PyEvalAI: AI-assisted evaluation of Jupyter Notebooks for immediate personalized feedback
Nils Wandel, David Stotko, Alexander Schier, Reinhard Klein
TL;DR
Grading and providing feedback for Jupyter notebook assignments in STEM is labor-intensive and time-delayed. PyEvalAI presents a privacy-preserving, open-source solution that combines unit tests with a locally hosted inference engine to automatically score notebooks and deliver feedback, while keeping tutors in control of final grades. A numerics course case study shows AI feedback aligns with human grading in the majority of cases (182/277, 65.7%), with a mean difference of $-0.14\%$ and standard deviation $20.73\%$, and feedback turnaround around 88.2 seconds per submission, enabling rapid multiple attempts and notable student improvement. The work demonstrates the practical value of local inference for scalable, privacy-respecting educational tooling and outlines avenues for broader adoption, enhanced prompting strategies, and future comparison of local inference configurations.
Abstract
Grading student assignments in STEM courses is a laborious and repetitive task for tutors, often requiring a week to assess an entire class.

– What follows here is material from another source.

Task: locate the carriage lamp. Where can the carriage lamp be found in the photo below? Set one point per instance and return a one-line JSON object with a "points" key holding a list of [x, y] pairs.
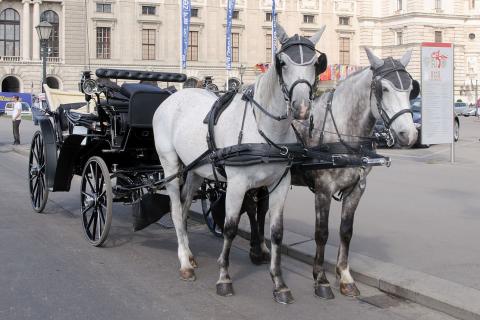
{"points": [[241, 70], [44, 29]]}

For students, this delay of feedback prevents iterating on incorrect solutions, hampers learning, and increases stress when exercise scores determine admission to the final exam. Recent advances in AI-assisted education, such as automated grading and tutoring systems, aim to address these challenges by providing immediate feedback and reducing grading workload. However, existing solutions often fall short due to privacy concerns, reliance on proprietary closed-source models, lack of support for combining Markdown, LaTeX and Python code, or excluding course tutors from the grading process. To overcome these limitations, we introduce PyEvalAI, an AI-assisted evaluation system, which automatically scores Jupyter notebooks using a combination of unit tests and a locally hosted language model to preserve privacy. Our approach is free, open-source, and ensures tutors maintain full control over the grading process. A case study demonstrates its effectiveness in improving feedback speed and grading efficiency for exercises in a university-level course on numerics.